No Ivory Tower: The University Under Siege

Description

192 pages
Contains Bibliography
$18.95
ISBN 0-921842-44-9
DDC 378.71

Author

Year

1999

Contributor

Alexander D. Gregor is director of the Centre for Higher Education
Research and Development at the University of Manitoba and the co-editor
of Postsecondary Education in Canada: The Cultural Agenda.

Review

No Ivory Tower examines the effects of the current neoconservative
agenda on the Canadian university. More specifically, it considers the
dangers of applying American models to Canadian institutions. The book
provides an excellent diagnosis of just what seemingly benign notions
like privatization and private-sector involvement in public institutions
mean, and what their implications can be.

The author, a former American now teaching public administration and
political theory at York University, does an effective job of
delineating the structural and ideological differences between the two
countries, and provides a useful conceptualization of just how much of
the new agenda we should accept and what must be resisted. Clearly he is
not overly impressed either with the private sector’s motivation or
with its effectiveness once it enters the domain of public institutions
and programs. This analysis is the strength and utility of the book,
notwithstanding a somewhat challenging academic writing style.

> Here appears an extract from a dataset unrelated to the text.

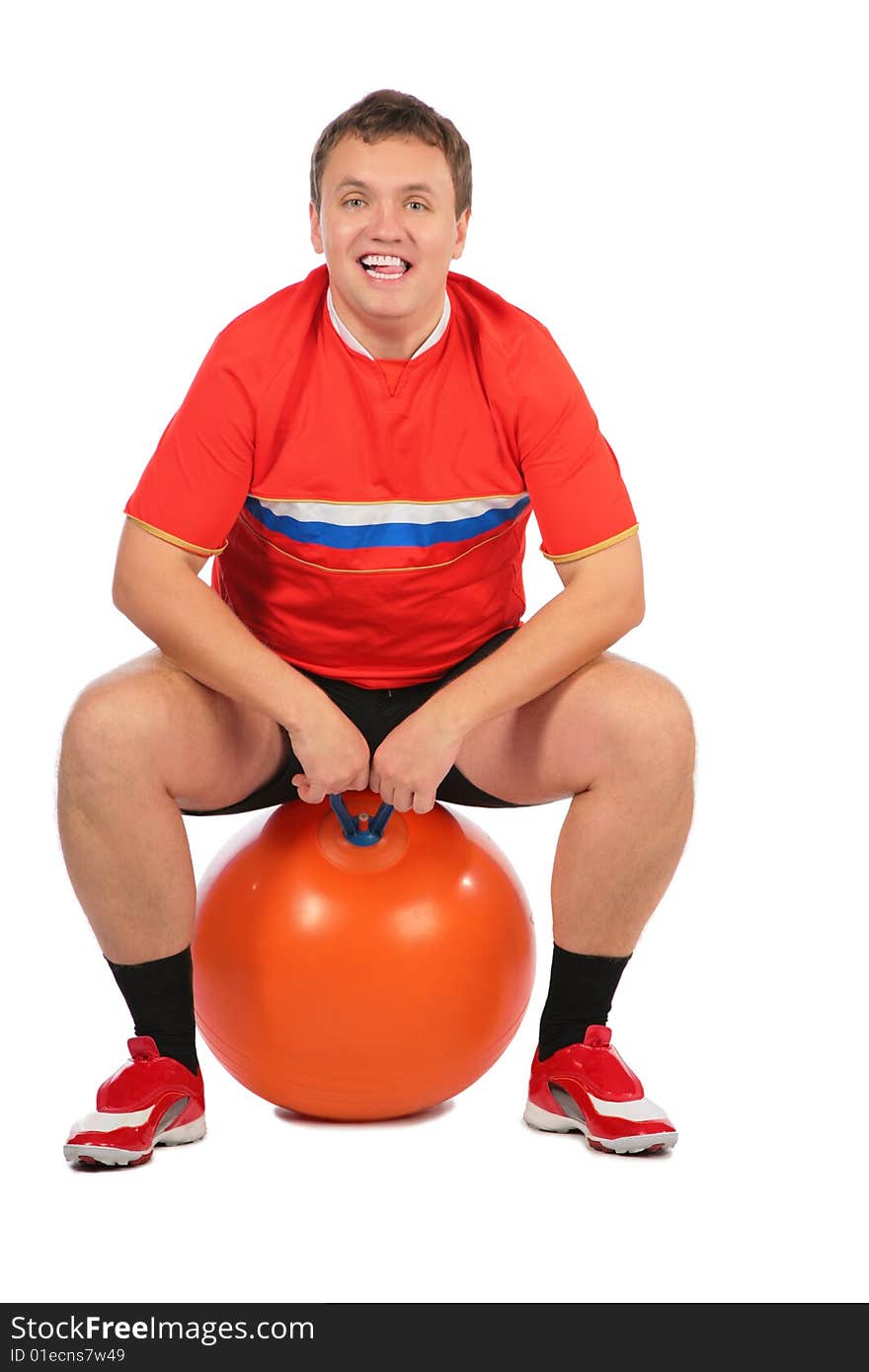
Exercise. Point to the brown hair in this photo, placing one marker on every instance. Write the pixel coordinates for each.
(383, 114)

Wilson attempts as well to comment on the internal processes of the
university and to offer various solutions to its current problems. These
forays are limited in their usefulness, since they do not take adequate
cognizance of the available body of higher-education scholarship. It is
Wilson’s assessment of the neoconservative forces and influences that
makes his book a valuable addition to the public debate over the nature
and future of Canadian public institutions in general and the Canadian
university in particular.

Citation

Wilson, H.T., “No Ivory Tower: The University Under Siege,” Canadian Book Review Annual Online, accessed November 22, 2024, https://cbra.library.utoronto.ca/items/show/2311.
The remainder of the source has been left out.